In Boutcha, the experience of pain helps families who have lost their loved ones

She lost her husband in 2014 in the fighting once morest pro-Russian separatists in Donbass. Today, Mikhailina Skoryk-Chkarivska, city councilor of Boutcha, uses her experience of misfortune to support families seeking their loved ones in morgues in a region that has become a symbol of the horrors of the Russian invasion of Ukraine.

“I feel the pain of these people,” Ms. Skoryk-Chkarivska told AFP in front of the Boutcha morgue, in full work. It was in this locality on the northwestern outskirts of kyiv that the bodies of 20 civilians were discovered in the middle of the street in early April, causing an international stir.

“For me, it’s very personal, I understand how important it is for families to be safe and to be able to bury” their loved ones, explains this woman whose husband perished eight years ago in the particularly bloody battle. of Ilovaisk, while a forklift brings black or white bags containing bodies to the morgue.

Ukrainian authorities have found more than 400 bodies in Bucha since the Russian army withdrew from the area at the end of March – killed by war but also dead from other causes. Overwhelmed, the city sought the help of morgues in neighboring towns, complicating the search for families without news of their loved ones.

“The problem is that the bodies are elsewhere, and the families are here,” says Ms. Skoryk-Chkarivska, explaining that some bodies were then brought back to Boutcha for identification.

– “Dead bodies no longer scare me” –

Nadia Kovalenko lost her 45-year-old daughter Inna to a strike on March 19 as she went to fetch water for her family.

As the fighting raged, relatives first gave him a temporary burial.

After the departure of the Russian troops, the authorities exhumed his body, to examine it and then be able to bury it definitively. But it took his mother a long time to find him.

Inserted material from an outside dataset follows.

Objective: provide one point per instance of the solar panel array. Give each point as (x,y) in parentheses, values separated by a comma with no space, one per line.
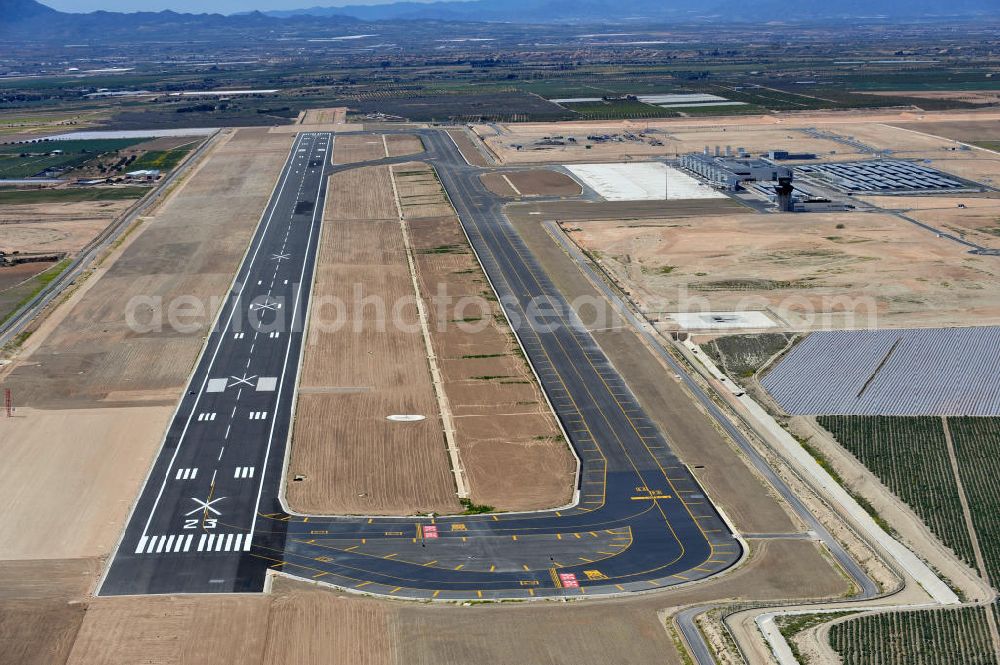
(883,176)
(934,372)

“I had to come maybe four times in a row, and there was a queue” of people waiting, Ms. Kovalenko explained. “We waited and we found her. And yesterday we buried her.

Shaken by sobs, she hugged Mrs. Skoryk-Chkarivska. ” It’s finish. You did everything you might, ”the latter whispers to him.

But for other families, the search is not over.

“I came today, and I’ve been coming for two weeks already, to examine the bodies and find my husband,” said Tania Boïkiv, 52, equipped with a mask and gloves to search for her husband among the corpses.

She says Russian troops took and detained her husband in another village for two weeks, before beating him to death as they withdrew.

One of her only leads is a photo of a dead man taken by a priest, on which she thinks she recognized her husband.

“It is the most terrible thing in my life that my husband, the loved one, is gone. I don’t know of anything worse,” says Ms Boikiv. “Dead bodies don’t scare me anymore, compared to this tragedy. It would be a consolation to be able to bury him and visit his grave”.